THE WHITE HOUSE
Office of the Press Secretary
STATEMENT BY THE PRESIDENT
Today I am pleased to sign into law H.R. 4931, the "Presidential Transition Act of 2000." This Act amends the Presidential Transition Act of 1963, which was enacted to promote the orderly transfer of power when general elections result in a change in the Presidency. Before 1963, there was no formal provision for such transfer of power, nor were there any Federal funds available to pay for the expenses of the transition. The Presidential Transition Act of 1963 authorized the use of Federal funds for transition activities and charged the General Services Administration (GSA) with providing, upon request, office space and a variety of services to the President-elect.
This Act will further improve the process by which the United States changes Presidential Administrations. It authorizes the GSA to develop and deliver orientation activities for key prospective Presidential appointees. To ensure coordination between the parties involved in this process, GSA should consult with the Office of Personnel Management and the White House Office of Presidential Personnel in the development of these programs. In addition, this Act authorizes the GSA to consult with Presidential candidates prior to the general election, so that they can develop a plan for computer and communications systems that will support the transition between the election and the inauguration.

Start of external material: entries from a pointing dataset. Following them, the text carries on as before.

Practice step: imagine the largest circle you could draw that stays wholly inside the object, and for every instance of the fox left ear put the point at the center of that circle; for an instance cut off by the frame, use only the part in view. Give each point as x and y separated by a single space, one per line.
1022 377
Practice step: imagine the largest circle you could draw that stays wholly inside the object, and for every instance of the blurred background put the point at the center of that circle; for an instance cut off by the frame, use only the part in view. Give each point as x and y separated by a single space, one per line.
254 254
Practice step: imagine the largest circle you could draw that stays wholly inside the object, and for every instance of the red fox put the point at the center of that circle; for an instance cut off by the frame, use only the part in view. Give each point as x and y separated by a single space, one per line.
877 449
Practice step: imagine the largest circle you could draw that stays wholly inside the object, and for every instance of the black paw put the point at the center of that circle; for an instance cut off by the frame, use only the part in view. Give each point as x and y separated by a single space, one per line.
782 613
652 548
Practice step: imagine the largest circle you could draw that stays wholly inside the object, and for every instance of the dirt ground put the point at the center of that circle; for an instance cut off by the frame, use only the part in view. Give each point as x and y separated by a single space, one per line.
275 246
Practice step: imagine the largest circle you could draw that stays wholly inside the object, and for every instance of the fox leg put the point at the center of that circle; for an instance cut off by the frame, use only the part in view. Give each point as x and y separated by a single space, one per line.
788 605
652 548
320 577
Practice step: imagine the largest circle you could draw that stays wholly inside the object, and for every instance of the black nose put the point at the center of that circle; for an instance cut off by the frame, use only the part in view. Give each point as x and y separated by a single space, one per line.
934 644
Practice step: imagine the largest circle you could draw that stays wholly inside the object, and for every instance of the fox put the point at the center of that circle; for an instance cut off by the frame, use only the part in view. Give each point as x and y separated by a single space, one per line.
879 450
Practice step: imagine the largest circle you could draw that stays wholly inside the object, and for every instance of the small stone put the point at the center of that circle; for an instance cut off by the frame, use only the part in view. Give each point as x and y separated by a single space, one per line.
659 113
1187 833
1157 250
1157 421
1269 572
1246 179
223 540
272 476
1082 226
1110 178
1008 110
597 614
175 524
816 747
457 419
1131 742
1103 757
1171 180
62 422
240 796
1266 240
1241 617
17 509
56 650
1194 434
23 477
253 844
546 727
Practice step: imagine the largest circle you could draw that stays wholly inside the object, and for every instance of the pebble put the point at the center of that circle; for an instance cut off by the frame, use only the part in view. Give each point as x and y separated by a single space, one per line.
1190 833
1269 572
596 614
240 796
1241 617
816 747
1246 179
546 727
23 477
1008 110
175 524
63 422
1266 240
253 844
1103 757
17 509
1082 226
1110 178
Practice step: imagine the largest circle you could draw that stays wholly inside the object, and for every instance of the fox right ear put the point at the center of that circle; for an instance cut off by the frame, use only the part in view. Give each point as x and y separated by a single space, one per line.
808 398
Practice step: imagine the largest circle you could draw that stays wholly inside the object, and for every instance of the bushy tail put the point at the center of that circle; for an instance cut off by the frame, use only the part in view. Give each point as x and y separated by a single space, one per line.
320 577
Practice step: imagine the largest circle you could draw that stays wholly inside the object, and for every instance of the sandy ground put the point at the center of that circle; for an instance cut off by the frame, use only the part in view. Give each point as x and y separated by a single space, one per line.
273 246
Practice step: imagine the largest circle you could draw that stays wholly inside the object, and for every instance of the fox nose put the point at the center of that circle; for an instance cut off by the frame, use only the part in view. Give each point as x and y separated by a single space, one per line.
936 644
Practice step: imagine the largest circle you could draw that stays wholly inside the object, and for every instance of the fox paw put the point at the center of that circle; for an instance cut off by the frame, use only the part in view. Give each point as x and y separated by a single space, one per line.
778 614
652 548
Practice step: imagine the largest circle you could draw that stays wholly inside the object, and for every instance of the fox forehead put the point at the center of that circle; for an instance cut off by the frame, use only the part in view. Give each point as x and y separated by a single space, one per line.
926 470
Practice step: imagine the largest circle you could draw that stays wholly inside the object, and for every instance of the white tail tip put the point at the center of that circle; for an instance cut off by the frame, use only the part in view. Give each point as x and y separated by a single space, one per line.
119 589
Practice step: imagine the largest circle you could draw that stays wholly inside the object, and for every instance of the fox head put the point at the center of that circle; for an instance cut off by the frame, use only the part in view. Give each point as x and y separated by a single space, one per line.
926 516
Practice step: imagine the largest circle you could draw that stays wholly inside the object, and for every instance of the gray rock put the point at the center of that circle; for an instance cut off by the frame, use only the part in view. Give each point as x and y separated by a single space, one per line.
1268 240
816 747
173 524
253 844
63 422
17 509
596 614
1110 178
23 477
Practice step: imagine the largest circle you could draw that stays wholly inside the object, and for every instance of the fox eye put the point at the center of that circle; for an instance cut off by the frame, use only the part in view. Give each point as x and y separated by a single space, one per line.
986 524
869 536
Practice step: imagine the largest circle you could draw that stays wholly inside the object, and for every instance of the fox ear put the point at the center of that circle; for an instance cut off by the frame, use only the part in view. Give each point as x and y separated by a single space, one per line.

This Act also requires the GSA, in consultation with the National Archives and Records Administration, to develop a transition directory. The directory will draw upon the existing body of information that describes the organization and inter-relationships of the executive branch, as well as the authorities and functions of the various departments and agencies. It will serve as a valuable "one-stop shopping" guide to Presidential appointees as they begin to carry out their various responsibilities. The Office of Personnel Management and the White House Office of Presidential Personnel should also be consulted in the development of this directory.
In approving this measure, I note that section 3 of the Act instructs the Office of Government Ethics to conduct a one-time study and submit to two Congressional committees "a report on improvements to the financial disclosure process for Presidential nominees," which "shall include recommendations and legislative proposals." There is good reason to believe that the financial disclosure process can be improved through streamlining and elimination of duplication without harming the positive intent of the Ethics in Government Act of 1978. The Recommendations Clause of the Constitution (U.S. Const. Art. II, Sec. 3), however, protects the President's power to decline to offer any recommendation to the Congress. Accordingly, to avoid any infringement on the President's constitutionally protected policy making prerogatives, I will construe section 3 of this Act not to extend to the submission of proposals or recommendations that the President finds it unnecessary or inexpedient for the Administration to present.